デリケートな内容を含んでいるため、何度か映像化が試みられながらその度に頓挫してきた「沈まぬ太陽」がついに映画化され、10月24日、角川映画配給で公開される。

角川はミーハーなようでいて、むかしから意外とリスクをとる会社で、節目節目で、言論機関として筋を通した行動をとっている。
山崎豊子は特に「大地の子」以後、国民的作家と呼ばれることが多いが、「沈まぬ太陽」は文藝春秋で連載されていた「大地の子」が絶賛のうちに終了した後、注目される中で、週刊新潮に連載されたものである。
日本航空の暗部を抉り出した内容のため、この連載中、日航では週刊新潮を機内サービスで取り扱わなかったという。
版権は新潮社が持っているため、角川得意のメディアミックスとしては「沈まぬ太陽」はさほど旨味が無いのだが、それだけこの作品を映画化したいという熱意があったのだろう。
角川による映画化が決まってからも、紆余曲折はあったが、それを乗り越えての製作と公開である。
日航の影響力、そして日航そのものの弱体化が伺える。


そういう説明、描写が作中にあったかどうかは記憶していないが、「沈まぬ太陽」とは親方日の丸の暗喩であろう。
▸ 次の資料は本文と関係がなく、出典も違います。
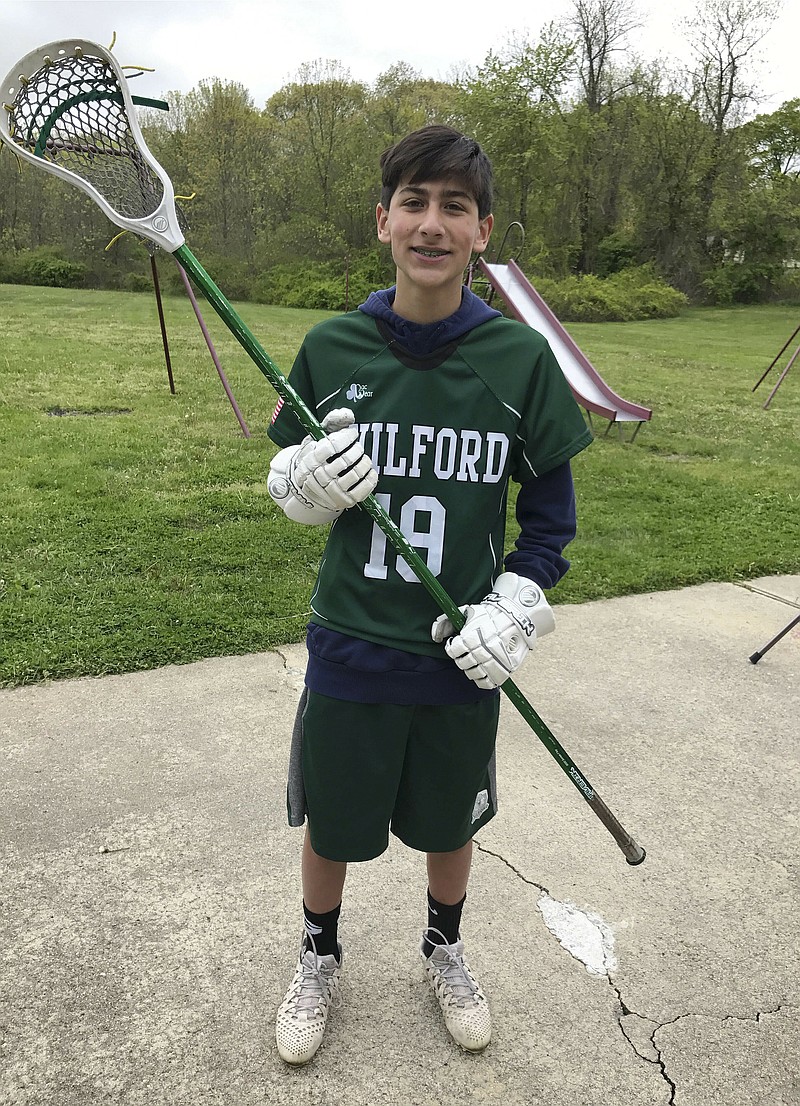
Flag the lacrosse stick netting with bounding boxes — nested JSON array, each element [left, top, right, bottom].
[[0, 39, 645, 865], [1, 40, 181, 246], [0, 40, 323, 420]]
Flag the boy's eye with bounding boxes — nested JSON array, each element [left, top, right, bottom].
[[401, 198, 466, 213]]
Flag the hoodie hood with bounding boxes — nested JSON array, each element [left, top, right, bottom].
[[359, 285, 502, 358]]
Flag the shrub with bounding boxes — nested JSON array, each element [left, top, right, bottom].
[[0, 253, 19, 283], [609, 266, 689, 318], [595, 231, 642, 278], [13, 247, 86, 288], [123, 271, 153, 293], [254, 250, 394, 312], [771, 267, 800, 306], [535, 266, 687, 322], [254, 256, 686, 321], [160, 253, 255, 301], [701, 262, 786, 306]]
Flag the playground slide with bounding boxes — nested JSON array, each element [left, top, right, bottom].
[[479, 259, 652, 426]]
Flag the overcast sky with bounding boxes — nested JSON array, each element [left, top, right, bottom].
[[1, 0, 797, 115]]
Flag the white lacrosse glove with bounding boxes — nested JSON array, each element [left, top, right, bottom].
[[268, 408, 378, 525], [431, 572, 555, 690]]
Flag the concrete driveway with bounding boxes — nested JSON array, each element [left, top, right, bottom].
[[1, 576, 798, 1105]]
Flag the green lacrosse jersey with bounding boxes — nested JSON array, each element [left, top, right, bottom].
[[269, 311, 592, 657]]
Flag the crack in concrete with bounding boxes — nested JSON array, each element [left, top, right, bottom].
[[274, 648, 306, 689], [611, 987, 680, 1103], [610, 993, 794, 1103], [477, 842, 677, 1097], [475, 840, 795, 1105], [477, 844, 617, 979], [473, 841, 550, 896], [650, 1021, 679, 1105], [719, 1004, 790, 1024]]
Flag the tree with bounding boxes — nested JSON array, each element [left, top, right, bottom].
[[370, 63, 458, 144], [745, 99, 800, 178], [685, 0, 778, 137], [460, 29, 575, 268], [709, 99, 800, 302], [623, 64, 717, 290], [267, 61, 366, 223], [566, 0, 641, 273], [158, 79, 270, 259], [678, 0, 780, 273], [569, 0, 641, 113]]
太陽は日本そのものを意味し、日航は日本国家の象徴でもある。
沈まぬはずだった太陽が、今、ゆっくりと西陽になりつつある。
日本そのものが沈まぬために、太陽をいずれ沈める決心が国民には必要になるだろう。


私の父は、飛行機に乗る時は、日航を選んで乗っていた。いつか、その理由を述べたのだが、それによれば、日航は事故が少ない、万が一墜落しても、おまえたちには充分な補償が出るだろう、と言うのだった。
いわば、家長として妻子が遺族となった時のことを考えて、財務に信用があった日航を選んでいたのである。
そう語った直後に、羽田沖、御巣鷹山と立て続けに日航が大惨事を引き起こしたのは皮肉だった。
今、私は全日空を好んで利用しているが、二番手好みの性癖ゆえでもあるが、日航といえば事故が多い印象が出来てしまっていて、財務はなおさら信用ならないからである。
墜落したのは飛行機だけではない。日航にはかつての信用はもはや無い。
日本からナショナルフラッグが消えるか、早晩、現体制は崩れるだろう。


確か小学校に入るか入らないかの頃、私は日航機に乗った。当時は子供の乗客はわりあいちやほやされていて、いろいろ玩具をサービスで貰った(今もあるのかも知れないが、子供がいないものでよく分からない)。同じ頃、せっかくだから全日空にも乗りたいと言って、全日空機に乗り、やはりサービスで玩具を貰った。
全日空の方はボーイングのプラモデル。
日航は、同じくボーイングダイカストモデルで、タラップ車のミニカーも付いていた。
断然、日航の方が上質だった。
そこまでして貰いながら、全日空を利用しているのは日航に申し訳ない気もするのだが(言い訳をすれば日航もまったく利用しないわけではない)、今にして思えば、無駄と言っては何だが、余分なところで日航も浪費をしていたのだなと思う。
顧客獲得には結果としてつながらなかったわけだ。